Albedo is a life-affirming ghost story for adults and teenagers. Fourteen-year-old Kajsa is alive but playing with death, and Desdemona is dead but longing for life. The two develop a friendship that transcends boundaries.
"I am Desdemona. I am diffuse like the voices you hear when you swim under water. I am who you talk to in your dreams. I may answer you.
When I sit in the attic with the dolls, drinking imaginary tea out of a dolls porcelain cup, at a doll party with no end, it is you I seek. My long white finger scratches the air. I write against the cracked wall. My name is Desdemona. I would have been a poet, loitering between artist cafes in my long hair, scarves and skirts, with a cherished pad of poetry at the ready. I would be difficult! And beautiful! But I died in 1986 at the age of fifteen. Instead of life, death came like a hole right through everything. Now I am the hole."

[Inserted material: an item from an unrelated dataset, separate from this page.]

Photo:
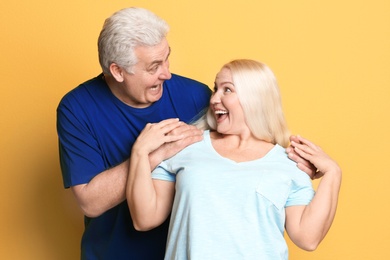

"I fall with the dust and cobwebs against the sweeping attic floor. My consciousness expands like a balloon when the physical no longer confines me. With a thought, I am with Kajsa on the train, watching her from the darkness on the other side of the window."
"I dreamed of one of the girls again. When I woke up, I felt as playful as I was long ago.
After I had dreamed, life seemed different. I saw it with new eyes. I want it, life. But in my own way, I want to live. As one who is free."
Review from the BTJ booklet:
Editor Magnus Öhrn
Albedo is a short novel for middle-aged people about fourteen-year-old Kajsa who faces a number of challenges in life. She has anorexia, misses her dead mother and her best friend who has moved to Uppsala; her father works most of the time and is rarely home. In addition, she has a less than pleasant stepmother to relate to. Then one day she receives an inheritance from an old relative, an old villa, which turns out to be the largest house in the town where they live.
Soon after they move in, Kajsa makes contact with the ghost girl Desdemona and her sisters. Like Kajsa, Desdemona struggles with various relationship problems, which has led to her unholy predicament. They soon become friends and learn from each other. Through meeting Desdemona, Kajsa recovers from her anorexia and her social problems are solved - and in return, Kajsa manages to arrange a meeting between the ghost sisters and their living mother so they can say goodbye to each other. This modern and imaginative take on The Ghost of Canterville depicts a heartfelt friendship that transcends life and death. The title, Albedo, probably alludes to the alchemical phase that gives birth to duality and increased self-awareness, an apt description of the book's theme.